WHEN Julia got to bed and slipped her feet down to the comfort of her hot-water bottle, she took a happy look at her room, rose-pink and Nattier-blue, with the gold cherubs of her dressing-table, and sighed with satisfaction. She thought how very Madame de Pompadour it was. She put out the light but she did not feel at all sleepy. She would have liked really to go to Quag's and dance, but not to dance with Michael, to dance with Louis XV or Ludwig of Bavaria or Alfred de Musset. Clairon and the Bal de l'Opera. She remembered the miniature Charles had once given her. That was how she felt tonight. Such an adventure had not happened to her for ages. The last time was eight years before. That was an episode that she ought to have been thoroughly ashamed of; goodness, how scared she'd been afterwards, but she had in point of fact never been able to think of it since without a chuckle.

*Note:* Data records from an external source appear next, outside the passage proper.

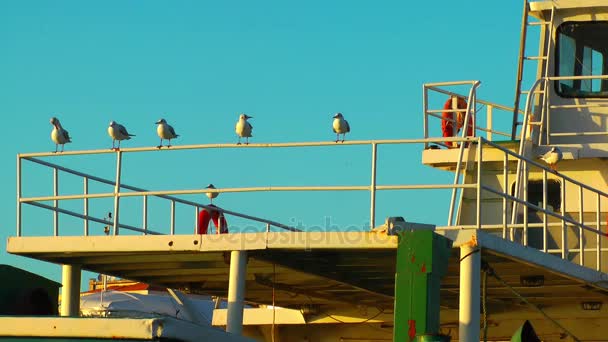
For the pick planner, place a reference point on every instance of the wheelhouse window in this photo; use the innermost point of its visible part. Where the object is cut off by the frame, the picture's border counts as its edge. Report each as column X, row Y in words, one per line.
column 582, row 49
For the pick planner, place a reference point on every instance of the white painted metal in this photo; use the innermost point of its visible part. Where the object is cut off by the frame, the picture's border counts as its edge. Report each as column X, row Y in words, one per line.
column 19, row 194
column 372, row 188
column 116, row 192
column 86, row 205
column 236, row 292
column 70, row 290
column 468, row 314
column 55, row 202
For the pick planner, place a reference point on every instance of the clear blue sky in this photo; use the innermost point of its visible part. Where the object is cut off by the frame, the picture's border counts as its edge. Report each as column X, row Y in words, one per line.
column 199, row 64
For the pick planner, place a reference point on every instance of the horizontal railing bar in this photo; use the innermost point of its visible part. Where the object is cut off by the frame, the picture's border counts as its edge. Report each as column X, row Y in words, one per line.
column 223, row 146
column 537, row 208
column 487, row 103
column 577, row 134
column 477, row 128
column 564, row 177
column 178, row 200
column 249, row 189
column 91, row 218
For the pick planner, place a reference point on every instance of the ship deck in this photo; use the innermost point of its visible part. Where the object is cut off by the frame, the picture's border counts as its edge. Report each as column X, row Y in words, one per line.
column 320, row 271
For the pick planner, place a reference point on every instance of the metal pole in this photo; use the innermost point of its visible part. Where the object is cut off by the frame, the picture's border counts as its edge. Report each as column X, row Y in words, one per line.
column 117, row 190
column 172, row 217
column 581, row 232
column 372, row 189
column 468, row 327
column 18, row 195
column 145, row 215
column 489, row 123
column 70, row 291
column 479, row 163
column 86, row 205
column 236, row 292
column 55, row 202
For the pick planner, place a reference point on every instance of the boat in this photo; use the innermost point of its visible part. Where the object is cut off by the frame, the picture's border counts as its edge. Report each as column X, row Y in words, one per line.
column 524, row 246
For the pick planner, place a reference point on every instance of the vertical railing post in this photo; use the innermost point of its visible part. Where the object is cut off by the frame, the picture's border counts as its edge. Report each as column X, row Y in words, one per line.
column 525, row 207
column 197, row 208
column 581, row 231
column 55, row 202
column 372, row 219
column 425, row 120
column 145, row 215
column 18, row 195
column 117, row 191
column 489, row 123
column 86, row 205
column 172, row 217
column 563, row 212
column 479, row 163
column 545, row 217
column 505, row 209
column 598, row 235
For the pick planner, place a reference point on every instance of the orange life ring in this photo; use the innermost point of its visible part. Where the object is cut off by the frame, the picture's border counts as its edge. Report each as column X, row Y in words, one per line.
column 447, row 121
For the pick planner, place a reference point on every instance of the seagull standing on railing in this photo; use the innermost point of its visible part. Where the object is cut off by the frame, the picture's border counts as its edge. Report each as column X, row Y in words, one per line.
column 552, row 157
column 165, row 131
column 243, row 128
column 118, row 132
column 59, row 135
column 211, row 195
column 340, row 126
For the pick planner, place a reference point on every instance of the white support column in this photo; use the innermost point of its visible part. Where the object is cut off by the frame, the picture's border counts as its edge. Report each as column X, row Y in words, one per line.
column 236, row 292
column 470, row 269
column 70, row 291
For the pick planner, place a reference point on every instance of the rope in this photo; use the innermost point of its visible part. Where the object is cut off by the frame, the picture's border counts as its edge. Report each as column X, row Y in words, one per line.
column 490, row 270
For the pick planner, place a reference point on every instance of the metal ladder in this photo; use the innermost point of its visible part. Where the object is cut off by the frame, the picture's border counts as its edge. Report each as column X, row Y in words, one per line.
column 526, row 143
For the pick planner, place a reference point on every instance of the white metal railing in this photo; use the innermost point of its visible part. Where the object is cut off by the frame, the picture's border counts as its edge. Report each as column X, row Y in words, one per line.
column 169, row 195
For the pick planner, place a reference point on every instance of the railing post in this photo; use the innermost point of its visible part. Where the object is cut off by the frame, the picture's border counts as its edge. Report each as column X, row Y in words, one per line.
column 117, row 191
column 18, row 195
column 581, row 231
column 564, row 231
column 489, row 124
column 172, row 217
column 598, row 235
column 372, row 189
column 479, row 163
column 145, row 215
column 505, row 209
column 425, row 121
column 55, row 202
column 545, row 218
column 86, row 205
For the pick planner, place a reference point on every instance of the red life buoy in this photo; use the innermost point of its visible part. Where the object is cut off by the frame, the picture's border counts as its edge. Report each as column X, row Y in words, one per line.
column 206, row 215
column 447, row 126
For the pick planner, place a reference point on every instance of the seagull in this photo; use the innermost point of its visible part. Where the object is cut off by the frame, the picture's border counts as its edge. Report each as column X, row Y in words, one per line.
column 59, row 135
column 118, row 132
column 340, row 126
column 165, row 131
column 243, row 128
column 211, row 195
column 552, row 157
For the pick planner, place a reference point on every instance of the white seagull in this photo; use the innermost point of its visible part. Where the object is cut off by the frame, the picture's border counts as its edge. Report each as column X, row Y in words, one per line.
column 59, row 135
column 118, row 132
column 211, row 195
column 552, row 157
column 165, row 131
column 340, row 126
column 243, row 128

That had been an accident too. She had been acting for a long time without a rest and she badly needed one. The play she was in was ceasing to attract and they were about to start rehearsing a new one when Michael got the chance of letting the theatre to a French company for six weeks. It seemed a good opportunity for Julia to get away. Dolly had rented a house at Cannes for the season and Julia could stay with her. It was just before Easter when she started off, and the trains south were so crowded that she had not been able to get a sleeper, but at a travel agency they had said that it would be quite all right and there would be one waiting for her at the station in Paris. To her consternation she found when they got to Paris that nothing seemed to be known about her, and the chef de train told her that every sleeper was engaged. The only chance was that someone should not turn up at the last moment. She did not like the idea of sitting up all night in the corner of a first-class carriage, and went into dinner with a perturbed mind. She was given a table for two, and soon a man came and sat down opposite her. She paid no attention to him. Presently the chef de train came along and told her that he was very sorry, but he could do nothing for her. She made a useless scene. When the official had gone, the man at her table addressed her. Though he spoke fluent, idiomatic French, she recognized by his accent that he was not a Frenchman. She told him in answer to his polite inquiry the whole story and gave him her opinion of the travel agency, the railway company, and the general inefficiency of the human race. He was very sympathetic. He told her that after dinner he would go along the train and see for himself if something could not be arranged. One never knew what one of the conductors could not manage for a tip.
"I'm simply tired out," she said. "I'd willingly give five hundred francs for a sleeper."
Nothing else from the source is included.